A Dolpo, au pied des plus hauts sommets du monde, les précipitations sont très faibles (de 100 à 250 mm/an), la plupart d'entre elles se produisent en hiver et permettent d'avoir un couvert neigeux et une réserve de glace qui en fondant alimentent des torrents dont l'eau est captée pour l'irrigation...

 

 


__________Un système irrigué dans une haute vallée de l'Himalaya Népalais
Corneil
JEST_____

Transportons-nous dans la région himalayenne à six mille kilomètres de la France... à une latitude identique à celle du sud marocain. Il faut imaginer une région de hautes montagnes où dans certaines vallées à plus de 4000 mètres d'altitude les hommes arrivent à cultiver une unique céréale l'orge !
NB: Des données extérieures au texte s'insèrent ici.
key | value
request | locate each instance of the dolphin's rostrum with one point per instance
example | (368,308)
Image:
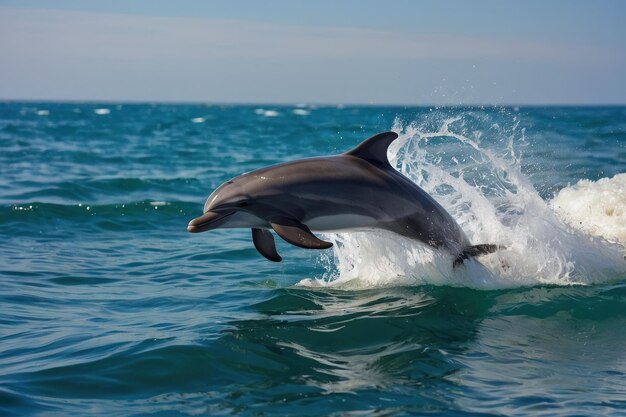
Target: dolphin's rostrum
(358,189)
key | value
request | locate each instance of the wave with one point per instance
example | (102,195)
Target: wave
(595,208)
(27,218)
(472,166)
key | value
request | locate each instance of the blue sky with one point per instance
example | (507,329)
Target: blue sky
(380,52)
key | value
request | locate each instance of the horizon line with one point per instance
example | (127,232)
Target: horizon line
(303,103)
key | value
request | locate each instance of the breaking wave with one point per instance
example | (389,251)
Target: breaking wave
(472,166)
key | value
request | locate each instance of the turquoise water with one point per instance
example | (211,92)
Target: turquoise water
(109,307)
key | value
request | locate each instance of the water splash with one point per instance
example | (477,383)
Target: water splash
(471,165)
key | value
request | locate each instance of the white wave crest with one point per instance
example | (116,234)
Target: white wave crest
(483,188)
(595,208)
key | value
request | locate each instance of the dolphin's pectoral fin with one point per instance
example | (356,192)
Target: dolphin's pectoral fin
(475,250)
(297,234)
(264,243)
(374,149)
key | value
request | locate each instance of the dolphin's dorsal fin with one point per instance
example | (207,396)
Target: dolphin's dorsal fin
(374,149)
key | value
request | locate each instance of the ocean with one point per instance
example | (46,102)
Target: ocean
(108,306)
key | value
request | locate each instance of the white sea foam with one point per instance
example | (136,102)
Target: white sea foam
(483,188)
(595,208)
(267,113)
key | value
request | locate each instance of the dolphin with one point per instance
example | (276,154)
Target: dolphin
(356,190)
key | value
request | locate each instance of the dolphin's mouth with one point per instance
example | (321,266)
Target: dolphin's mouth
(209,220)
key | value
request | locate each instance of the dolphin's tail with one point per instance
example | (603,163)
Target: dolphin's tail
(475,250)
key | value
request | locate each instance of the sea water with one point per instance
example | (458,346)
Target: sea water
(109,307)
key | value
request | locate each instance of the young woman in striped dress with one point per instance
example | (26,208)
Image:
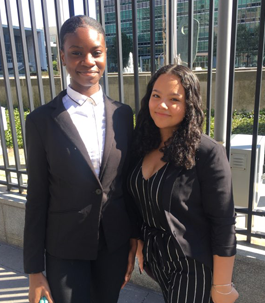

Les bases de l'économie locale

Les hommes qui vivent dans les hautes vallées de Dolpo sont agriculteurs et éleveurs. Ils cultivent de l'orge irriguée et élèvent des yaks, des vaches, des ovins et des caprins adaptés à la haute altitude. La production agricole et pastorale n'est pas suffisante pour vivre toute une année et c'est par le troc du grain local contre du sel obtenu du Tibet (dépôts de sel dans des dépressions), lui-même rééchangé contre des céréales des basses vallées népalaises qu'a lieu la "multiplication du grain" qui permet la soudure. Les taux pratiqués sont au Tibet d'une mesure d'orge contre deux mesures de sel, et dans les vallées du sud d'une mesure de sel contre trois mesures de grains variés (riz, blé, millet). Ces activités agro-pastorales s'inscrivent dans un calendrier précis du mois d'avril à la fin septembre, la neige hivernale limitant fortement les déplacements. Seuls les échanges avec les basses vallées peuvent s'étaler pendant l'hiver.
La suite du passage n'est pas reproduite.